Escrito em 1946, este pedaço de um artigo de Albert Camus saído no jornal Combat tem, naturalmente, a marca do seu tempo. O do fim da Segunda Grande Guerra, do espanto diante do terror extremo, da capacidade dos humanos para aniquilarem ou reduzirem ao estado de servidão outros humanos. Pode servir-nos para lembrar como entre o medo e a subjugação a barreira mais ténue, mais fácil de transpor, é aquela que o silêncio, a aceitação e o conformismo determinam.
O século XVII foi o século das matemáticas, o XVIII o das ciências físicas e o XIX o da biologia. O nosso século XX é o século do medo. Dir-me-ão que o medo não é uma ciência. Mas, em primeiro lugar, a ciência é de certo modo responsável por esse medo, uma vez que os seus últimos avanços teóricos a levaram a negar-se a si mesma e porque os seus aperfeiçoamentos práticos ameaçam destruir a terra inteira. Além disso, se bem que o medo em si mesmo não possa ser considerado uma ciência, não há dúvida que é uma técnica.
O que mais impressiona no mundo em que vivemos é, desde logo e em termos gerais, que a maioria dos homens (salvo os crentes de todo o tipo) se encontram privados de futuro. Não há vida verdadeira sem a projeção de um futuro, sem expectativas de amadurecimento e de progresso. Viver contra uma parede é uma vida de cão. Pois bem, os homens da minha geração e daquela que ingressa hoje nas fábricas e nas faculdades viveram e vivem cada vez mais como cães.
Claro que não é a primeira vez que os homens deparam com um futuro materialmente fechado. Mas conseguiam romper a barreira, geralmente por via da palavra e do clamor. Recorriam a outros valores, nos quais depositavam as suas esperanças. Hoje nada já parece falar (tirando os que se repetem) porque o mundo parece conduzido por forças cegas e surdas que não ouvem as vozes da advertência, os conselhos e as súplicas. Algo em nós foi destruído pelo espetáculo dos anos que acabamos de viver. E esse algo foi aquela eterna confiança do homem que uma vez acreditou poder obter sempre reações humanas de outro homem falando com ele através da linguagem da humanidade. Vimos mentir, envilecer, matar, deportar, torturar e de cada vez que tal sucedia era impossível persuadir os que o faziam de fazê-lo, uma vez que estavam seguros de si mesmos e porque não é possível persuadir uma abstração, que é a essência da ideologia.

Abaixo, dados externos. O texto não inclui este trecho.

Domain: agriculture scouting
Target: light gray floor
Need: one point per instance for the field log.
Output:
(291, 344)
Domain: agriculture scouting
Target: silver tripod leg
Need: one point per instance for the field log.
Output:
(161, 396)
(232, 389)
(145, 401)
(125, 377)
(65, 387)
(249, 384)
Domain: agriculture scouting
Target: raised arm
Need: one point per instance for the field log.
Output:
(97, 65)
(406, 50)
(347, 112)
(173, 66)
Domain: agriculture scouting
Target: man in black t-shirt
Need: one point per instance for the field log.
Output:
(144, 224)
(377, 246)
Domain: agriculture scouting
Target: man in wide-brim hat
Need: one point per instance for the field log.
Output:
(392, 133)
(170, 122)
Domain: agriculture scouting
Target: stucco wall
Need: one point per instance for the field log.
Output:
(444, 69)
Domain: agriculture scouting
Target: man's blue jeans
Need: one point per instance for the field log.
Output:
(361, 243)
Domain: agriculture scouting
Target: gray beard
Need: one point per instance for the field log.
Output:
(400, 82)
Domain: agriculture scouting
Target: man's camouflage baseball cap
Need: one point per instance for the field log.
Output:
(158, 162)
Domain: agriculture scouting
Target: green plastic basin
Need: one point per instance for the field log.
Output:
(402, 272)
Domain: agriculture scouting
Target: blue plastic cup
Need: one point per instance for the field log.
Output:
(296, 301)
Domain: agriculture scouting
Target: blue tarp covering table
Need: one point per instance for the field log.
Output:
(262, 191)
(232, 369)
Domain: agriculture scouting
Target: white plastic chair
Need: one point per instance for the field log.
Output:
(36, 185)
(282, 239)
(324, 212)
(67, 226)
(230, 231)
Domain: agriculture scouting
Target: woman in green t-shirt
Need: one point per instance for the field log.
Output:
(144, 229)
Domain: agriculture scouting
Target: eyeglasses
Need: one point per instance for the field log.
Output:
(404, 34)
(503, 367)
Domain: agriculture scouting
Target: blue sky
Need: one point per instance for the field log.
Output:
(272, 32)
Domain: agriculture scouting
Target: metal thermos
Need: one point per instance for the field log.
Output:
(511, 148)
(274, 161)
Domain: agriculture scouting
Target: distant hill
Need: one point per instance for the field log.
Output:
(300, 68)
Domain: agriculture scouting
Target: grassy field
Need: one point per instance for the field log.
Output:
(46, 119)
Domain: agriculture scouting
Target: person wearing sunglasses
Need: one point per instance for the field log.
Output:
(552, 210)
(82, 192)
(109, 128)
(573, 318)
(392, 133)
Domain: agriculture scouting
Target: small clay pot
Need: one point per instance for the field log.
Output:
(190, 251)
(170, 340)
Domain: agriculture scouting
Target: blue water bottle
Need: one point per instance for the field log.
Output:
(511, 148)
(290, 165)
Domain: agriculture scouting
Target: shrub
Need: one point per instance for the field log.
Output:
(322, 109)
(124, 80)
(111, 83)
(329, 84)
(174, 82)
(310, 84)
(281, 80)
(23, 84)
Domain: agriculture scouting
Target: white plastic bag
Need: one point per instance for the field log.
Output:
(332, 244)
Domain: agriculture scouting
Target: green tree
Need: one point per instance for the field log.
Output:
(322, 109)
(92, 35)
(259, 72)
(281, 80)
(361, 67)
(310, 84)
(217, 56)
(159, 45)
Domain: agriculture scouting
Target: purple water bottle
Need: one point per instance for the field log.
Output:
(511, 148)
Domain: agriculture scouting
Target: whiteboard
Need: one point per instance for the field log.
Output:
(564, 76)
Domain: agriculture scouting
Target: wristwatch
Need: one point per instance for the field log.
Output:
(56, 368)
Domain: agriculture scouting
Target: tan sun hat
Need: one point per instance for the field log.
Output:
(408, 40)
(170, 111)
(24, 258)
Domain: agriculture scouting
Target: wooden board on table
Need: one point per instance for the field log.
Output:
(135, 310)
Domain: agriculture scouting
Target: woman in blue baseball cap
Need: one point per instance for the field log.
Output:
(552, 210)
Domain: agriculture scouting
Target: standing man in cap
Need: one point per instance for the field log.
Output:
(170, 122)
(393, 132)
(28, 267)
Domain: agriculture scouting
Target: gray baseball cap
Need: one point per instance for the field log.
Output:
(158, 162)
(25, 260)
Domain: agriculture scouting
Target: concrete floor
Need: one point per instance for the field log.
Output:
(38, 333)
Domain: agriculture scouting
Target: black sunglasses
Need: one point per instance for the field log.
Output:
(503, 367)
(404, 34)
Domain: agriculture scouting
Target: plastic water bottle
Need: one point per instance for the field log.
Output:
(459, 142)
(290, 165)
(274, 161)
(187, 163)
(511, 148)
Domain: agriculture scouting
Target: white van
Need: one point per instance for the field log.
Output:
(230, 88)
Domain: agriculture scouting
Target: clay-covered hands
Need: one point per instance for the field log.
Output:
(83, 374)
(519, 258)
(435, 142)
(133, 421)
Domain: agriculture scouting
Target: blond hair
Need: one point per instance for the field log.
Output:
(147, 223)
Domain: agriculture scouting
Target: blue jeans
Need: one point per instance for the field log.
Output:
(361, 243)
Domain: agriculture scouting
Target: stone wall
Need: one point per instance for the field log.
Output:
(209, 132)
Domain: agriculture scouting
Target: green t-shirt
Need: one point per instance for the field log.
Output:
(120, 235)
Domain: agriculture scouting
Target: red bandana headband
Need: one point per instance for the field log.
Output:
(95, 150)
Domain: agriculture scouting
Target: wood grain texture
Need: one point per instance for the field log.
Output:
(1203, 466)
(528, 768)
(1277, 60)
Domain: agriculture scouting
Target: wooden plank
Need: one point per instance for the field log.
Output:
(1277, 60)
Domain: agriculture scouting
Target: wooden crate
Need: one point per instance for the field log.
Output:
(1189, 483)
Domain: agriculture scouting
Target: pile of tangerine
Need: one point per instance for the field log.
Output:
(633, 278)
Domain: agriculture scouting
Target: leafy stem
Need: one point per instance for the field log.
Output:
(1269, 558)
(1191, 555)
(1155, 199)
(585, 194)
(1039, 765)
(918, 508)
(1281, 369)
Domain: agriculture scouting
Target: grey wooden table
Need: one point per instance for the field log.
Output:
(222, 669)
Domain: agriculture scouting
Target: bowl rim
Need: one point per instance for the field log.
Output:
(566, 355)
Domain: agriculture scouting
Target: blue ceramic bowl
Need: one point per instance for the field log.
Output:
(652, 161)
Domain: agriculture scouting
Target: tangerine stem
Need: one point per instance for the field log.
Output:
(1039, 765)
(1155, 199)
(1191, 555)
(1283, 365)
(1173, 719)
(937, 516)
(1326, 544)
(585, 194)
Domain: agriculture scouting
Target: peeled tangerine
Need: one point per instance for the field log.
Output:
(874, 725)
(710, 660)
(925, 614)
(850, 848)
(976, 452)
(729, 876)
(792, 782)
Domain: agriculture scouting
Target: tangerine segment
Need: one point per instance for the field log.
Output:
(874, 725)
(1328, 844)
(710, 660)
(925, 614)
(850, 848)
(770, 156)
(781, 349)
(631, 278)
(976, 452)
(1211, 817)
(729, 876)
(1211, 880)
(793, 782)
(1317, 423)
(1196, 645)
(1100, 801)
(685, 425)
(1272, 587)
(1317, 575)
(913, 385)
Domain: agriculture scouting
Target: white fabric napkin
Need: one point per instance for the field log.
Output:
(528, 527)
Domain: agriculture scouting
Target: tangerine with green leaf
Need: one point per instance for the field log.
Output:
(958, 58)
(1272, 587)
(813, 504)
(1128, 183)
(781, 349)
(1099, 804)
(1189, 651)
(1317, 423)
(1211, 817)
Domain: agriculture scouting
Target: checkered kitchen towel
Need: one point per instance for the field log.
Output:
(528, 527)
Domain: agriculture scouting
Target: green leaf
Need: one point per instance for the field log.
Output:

O grande diálogo dos homens com eles próprios acaba de cortar-se. E, naturalmente, um homem que não se pode persuadir é um homem que dá medo. Desta maneira, ao lado dos que não falavam porque o julgavam inútil, estendeu-se e continua a estender-se uma imensa conspiração do silêncio, aceite pelos que tremem e encontram sempre razões para ocultarem de si próprios que tremem. (…) «Não deveis falar da perseguição dos artistas na Rússia, porque tal é fazer o jogo da reação». «Não deveis dizer que Franco se mantém no Poder graças à ajuda dos ingleses, porque é fazer o jogo do comunismo». Bem dizia eu que o medo é uma técnica.
Entre o medo generalizado de uma guerra que todo o mundo prepara e o medo particular das ideologias homicidas, torna-se inevitável que vivamos no terror. Vivemos no terror porque já não é possível a persuasão, porque o homem foi entregue por completo à história e não pode voltar-se já para essa parte de si mesmo, tão verdadeira quanto a parte histórica, que reencontra ante a beleza do mundo e dos rostos; porque vivemos no mundo da abstração, no mundo das fábricas e das máquinas, das ideias absolutas e de um messianismo inflexível. Asfixia-nos essa gente que acredita ter a razão absoluta, seja através das suas máquinas, seja por intermédio das suas ideias. E para todos aqueles que não podem viver sem o diálogo e a amizade dos homens, este silêncio é o fim do mundo.
Albert Camus, fragmento de «Ni victimes, ni bourreaux» («Nem vítimas, nem verdugos»), em Actuelles I – Écrits Politiques (Chroniques – 1944-1948). Tradução: R.B.